I do not know who repairs these anymore, sorry.


----------



## ESL (Jan 27, 2004)

The only one I know if is here:

Watchrepairs

I have never used him, and the repair is likely to be expensive. Other wise, one of the RLT forum hummer "specialists" may jump in with a suggestion.


----------



## JonW (Mar 23, 2005)

That watchrepairs place is whom Accutrons UK used to use. Accutrons UK seems to be pretty much the only accutrons place in the UK for these watches now to sell parts (mostly crystals for SV conversions and corrected batteries - ie voltage corrected in case your watch runs fast on a 389). I think they wanted 100GBP when I had a hand slipping on my 70s 214 combined with a service... depends on what you think its worth. Paul (silverhawk) may be able to help but is no doubt busier with his cool new website than inside watches! 
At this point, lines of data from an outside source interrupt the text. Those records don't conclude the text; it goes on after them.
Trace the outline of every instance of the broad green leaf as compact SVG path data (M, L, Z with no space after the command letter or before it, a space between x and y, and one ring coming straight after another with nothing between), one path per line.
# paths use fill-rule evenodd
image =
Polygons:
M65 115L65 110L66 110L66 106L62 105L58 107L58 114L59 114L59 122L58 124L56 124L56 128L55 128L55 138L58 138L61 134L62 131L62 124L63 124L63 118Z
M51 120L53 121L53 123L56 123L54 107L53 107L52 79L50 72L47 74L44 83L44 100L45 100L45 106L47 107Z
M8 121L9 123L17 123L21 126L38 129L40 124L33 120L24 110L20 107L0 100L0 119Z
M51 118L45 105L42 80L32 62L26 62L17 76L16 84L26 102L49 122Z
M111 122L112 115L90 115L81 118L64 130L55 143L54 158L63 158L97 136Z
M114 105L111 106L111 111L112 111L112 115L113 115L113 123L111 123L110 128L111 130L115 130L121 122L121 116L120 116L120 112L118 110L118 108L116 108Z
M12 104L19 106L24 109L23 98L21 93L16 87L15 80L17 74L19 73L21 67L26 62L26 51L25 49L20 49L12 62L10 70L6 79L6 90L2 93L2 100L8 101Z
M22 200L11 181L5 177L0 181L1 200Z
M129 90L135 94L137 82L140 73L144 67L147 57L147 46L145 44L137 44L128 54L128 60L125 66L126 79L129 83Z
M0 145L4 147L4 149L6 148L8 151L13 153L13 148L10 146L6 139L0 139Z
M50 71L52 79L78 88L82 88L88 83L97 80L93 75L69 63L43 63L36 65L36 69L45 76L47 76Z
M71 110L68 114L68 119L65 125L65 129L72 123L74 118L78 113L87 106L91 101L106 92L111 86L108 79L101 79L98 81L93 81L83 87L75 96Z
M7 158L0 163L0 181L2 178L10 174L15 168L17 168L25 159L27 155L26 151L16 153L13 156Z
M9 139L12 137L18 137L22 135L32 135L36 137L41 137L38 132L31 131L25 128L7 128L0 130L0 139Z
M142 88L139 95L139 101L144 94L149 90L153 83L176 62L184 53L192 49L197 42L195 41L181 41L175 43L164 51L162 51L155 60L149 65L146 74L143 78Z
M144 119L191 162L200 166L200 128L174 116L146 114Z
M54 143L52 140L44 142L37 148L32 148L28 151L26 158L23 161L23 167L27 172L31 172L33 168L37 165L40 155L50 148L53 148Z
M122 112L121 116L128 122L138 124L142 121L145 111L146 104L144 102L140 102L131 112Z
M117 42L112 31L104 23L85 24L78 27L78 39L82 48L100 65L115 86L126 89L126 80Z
There are lots of places in the US who could do it, check them out on the web or the accutrons yahoo group - its cheaper but you have to avoid the customs bill when you get it sent back and some senders wont write what you want on the parcel etc so keep records you sent the watch out the country in case of any debate - proof of sending is good. Sounds like if the watch isnt working with a battery then youve blown someting when it kickstarted with the new cell... one should never really just whack a new battery in an old accutron thats not had one in for ages....


----------



## Peter Ward (Sep 17, 2005)

In case you're still looking, there's a US shop on eBay, starfinding, that services Accutrons and also supplies batteries.

best wishes

Peter


----------



## Griff (Feb 23, 2003)

Do any of the electronic watches come with an alarm feature?

If so, I suppose it would be called a "Hum Dinger"


----------



## mach 0.0013137 (Jan 10, 2005)

Griff said:


> Do any of the electronic watches come with an alarm feature?
> 
> If so, I suppose it would be called a "Hum Dinger"


----------



## foztex (Nov 6, 2005)

Griff said:


> Do any of the electronic watches come with an alarm feature?
> 
> If so, I suppose it would be called a "Hum Dinger"


Groan
















I just picked up one of these as part of a job lot of LED's. they are really interesting movements with the motor and initial cog totally exposed when you take the back off, I'll try and take some pics.

Foz


----------



## pugster (Nov 22, 2004)

i'll admit i like hummers and have owned a few over the years,sadly i now longer buy them as they tend to give up the ghost on me and repair bills have too many zero's







,i understand the index mech is a pain on them and they need to be worked on under a microscope so kudos to anyone who can repair them.


----------